Advanced Permissions

The granular NTFS rights that make up the basic permission levels. Each basic permission is actually a combination of these individual rights:

Traverse Folder / Execute File, List Folder / Read Data, Read Attributes, Read Extended Attributes, Create Files / Write Data, Create Folders / Append Data, Write Attributes, Write Extended Attributes, Delete Subfolders and Files, Delete, Read Permissions, Change Permissions, and Take Ownership.

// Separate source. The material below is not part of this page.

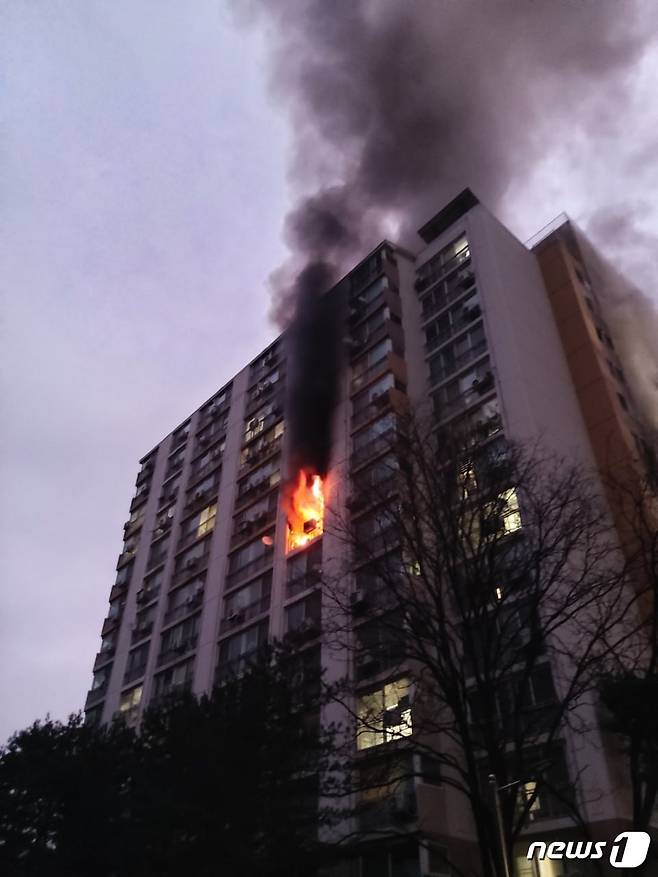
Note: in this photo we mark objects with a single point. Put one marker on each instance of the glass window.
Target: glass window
(130, 699)
(384, 715)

The advanced permissions view shows which specific rights are granted or denied. This is essential when troubleshooting access issues or when you see “Special” in the basic permissions column — “Special” means the permission is a non-standard combination that you need to inspect at the advanced level.

Subfolder View

You can toggle between two views for the selected folder:

  • All folder permissions — Shows the permissions set directly on the selected folder
  • Subfolder view — Shows all subfolders of the selected folder

This lets you quickly scan whether subfolders have different permissions than their parent, which can indicate broken inheritance or explicit overrides.

Sorting and Grouping

The permissions list supports sorting and grouping by any column. Click a column header to sort by that column. This is useful for quickly finding specific patterns — for example, sorting by “Permission type” to see all Deny entries together, or grouping by “Account name” to see all permissions for a specific user.

Filter Highlighting

When a filter is applied (see Filter Manager), the folder tree and permissions list use visual highlighting to distinguish matching and non-matching entries:

  • Matching entries are displayed in normal text
  • Non-matching entries are greyed out

This lets you see the full context while focusing on the entries that meet your filter criteria. Folders that contain matching entries in their subfolders are also highlighted, so you can navigate directly to the relevant parts of the tree.